Who Cares About the Law -- We Just Want to Make Money, Says Chase
This blog was first posted at The Huffington Post on January 24, 2014
Wall Street's trumpets blasted in full force from the top of America's largest bank today to declare: all we care about is making money, even if that means breaking the law at times.
The head of the largest bank in the United States, Jamie Dimon, Chairman and Chief Executive Officer of J.P. Morgan Chase, just got a 74 percent pay rise to around $20 million for his leadership in 2013. This decision by the Board of Directors came despite the fact that the bank paid $20 billion in fines last year.
No bank in history has paid fines that come even close to this level.
The pay rise is not altogether unexpected. The Board has been absolutely craven when it comes to flattering Mr. Dimon.
This has been exemplified by the Board's rejection of rising shareholder pressures over the last two years for Mr. Dimon to give up both chairing the Board and running the management. Large numbers of shareholders, including large institutional investors, have been calling on the bank to split Dimon's responsibilities so that he can concentrate entirely on his executive management responsibilities, while the Board's independence is strengthened by having a non-executive Chairman.
As "The Wolf of Wall Street" plays in movie houses and looks to Oscar glory, so this tale of total greed is now being reflected by the Board of Directors of J.P. Morgan Chase. The pay decision suggests, in effect, that the Board is telling the world:
- Thanks Jamie, like you, we do not care what the public thinks -- hey, we're all making money! - Thanks Jamie for negotiating with the authorities to ensure the fines were not bigger; - Thanks Jamie for boosting our bank share price 22 percent last year; - Thanks Jamie for your laser-like focus on maximizing profits and we accept that this will mean getting in trouble with the law at times and appearing unethical, but we accept this is just part of doing business.
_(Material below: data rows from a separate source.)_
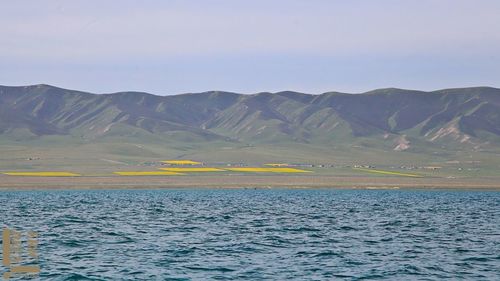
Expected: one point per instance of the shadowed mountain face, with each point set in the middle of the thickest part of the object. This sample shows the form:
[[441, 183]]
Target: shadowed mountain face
[[400, 118]]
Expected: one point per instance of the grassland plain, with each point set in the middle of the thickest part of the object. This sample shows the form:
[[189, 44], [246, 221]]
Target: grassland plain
[[391, 173]]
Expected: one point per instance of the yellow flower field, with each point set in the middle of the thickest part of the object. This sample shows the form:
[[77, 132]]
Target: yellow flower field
[[276, 164], [388, 173], [181, 162], [268, 170], [148, 173], [43, 174], [193, 170]]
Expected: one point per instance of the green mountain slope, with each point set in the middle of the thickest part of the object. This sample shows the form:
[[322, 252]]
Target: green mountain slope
[[390, 120]]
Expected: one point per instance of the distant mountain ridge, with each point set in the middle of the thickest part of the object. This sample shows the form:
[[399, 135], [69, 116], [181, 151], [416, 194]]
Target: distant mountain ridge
[[399, 118]]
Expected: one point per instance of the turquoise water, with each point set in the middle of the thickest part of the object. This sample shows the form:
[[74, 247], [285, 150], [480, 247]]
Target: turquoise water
[[260, 234]]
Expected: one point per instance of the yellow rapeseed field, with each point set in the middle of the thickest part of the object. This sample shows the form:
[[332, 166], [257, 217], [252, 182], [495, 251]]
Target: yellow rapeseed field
[[388, 173], [268, 170], [148, 173], [181, 162], [201, 169], [276, 164], [43, 174]]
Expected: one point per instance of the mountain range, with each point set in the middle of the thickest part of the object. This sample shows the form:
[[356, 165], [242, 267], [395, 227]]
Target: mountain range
[[389, 119]]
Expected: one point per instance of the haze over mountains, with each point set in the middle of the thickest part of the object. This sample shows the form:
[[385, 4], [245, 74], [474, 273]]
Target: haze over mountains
[[396, 118]]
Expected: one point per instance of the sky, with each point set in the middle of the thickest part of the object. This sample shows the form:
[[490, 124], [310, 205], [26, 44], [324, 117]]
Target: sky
[[312, 46]]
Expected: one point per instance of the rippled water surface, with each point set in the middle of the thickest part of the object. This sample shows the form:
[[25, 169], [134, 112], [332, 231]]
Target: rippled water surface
[[260, 234]]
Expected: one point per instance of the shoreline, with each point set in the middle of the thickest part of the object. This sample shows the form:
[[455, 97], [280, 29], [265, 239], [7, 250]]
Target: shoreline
[[13, 183]]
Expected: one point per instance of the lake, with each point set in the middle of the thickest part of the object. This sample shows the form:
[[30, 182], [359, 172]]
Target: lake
[[246, 234]]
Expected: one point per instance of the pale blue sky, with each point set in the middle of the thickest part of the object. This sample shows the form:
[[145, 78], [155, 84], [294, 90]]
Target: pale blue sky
[[313, 46]]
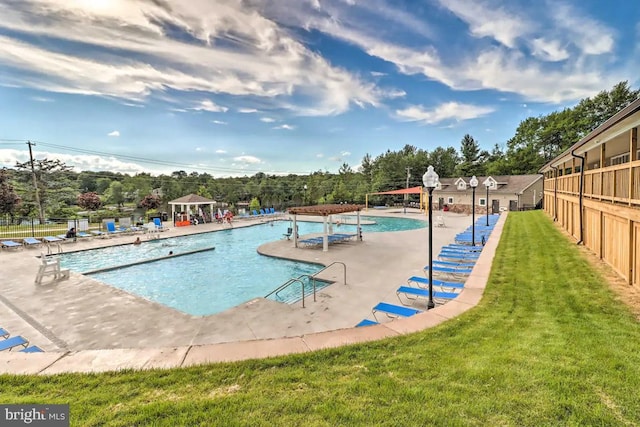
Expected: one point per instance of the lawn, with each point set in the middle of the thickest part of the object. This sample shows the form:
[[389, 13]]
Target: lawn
[[548, 345]]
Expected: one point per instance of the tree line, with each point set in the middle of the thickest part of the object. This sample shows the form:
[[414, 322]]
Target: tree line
[[60, 192]]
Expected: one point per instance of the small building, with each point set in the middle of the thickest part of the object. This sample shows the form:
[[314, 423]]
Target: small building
[[505, 192], [592, 190]]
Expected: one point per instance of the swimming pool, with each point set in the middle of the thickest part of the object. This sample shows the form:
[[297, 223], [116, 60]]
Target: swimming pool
[[209, 282]]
The fines covered a range of civil actions brought against the bank by the U.S. Department of Justice and other U.S. regulatory agencies, from misleading investors over huge trading losses, to malpractice related to vast sub-prime mortgage deals.
The U.S. Department of Justice may now, finally, start to consider whether its willingness to only bring civil charges, rather than criminal ones, against top banks and bankers is effective. Are these big fines really serving as punishments that change behavior?
Today's action suggests the answer is a resounding NO.
If Wall Street is deaf to the big fines, then do not expect it to listen to the criticisms and the protests that inevitably will be all over the liberal political media in coming days, replete with tough talk from prominent politicians.
And, as a footnote, perhaps this event will have a modest impact across the Atlantic in suggesting to regulatory authorities there that fines alone are meaningless gestures. In the U.K., the authorities are starting very, very slowly to prosecute major banks. It is doing so with enormous trepidation -- the latest action involved the British subsidiary of South Africa's largest bank, Standard Bank, which has been fined just about $12 million (yes, less even than just Dimon's pay) by the Financial Conduct Authority for lax anti-money laundering controls.
If U.S. actions by banks are any indicator, then Standard Bank's board of directors will not even notice the tiny fine. Indeed, they probably will give the CEO a pay rise as well!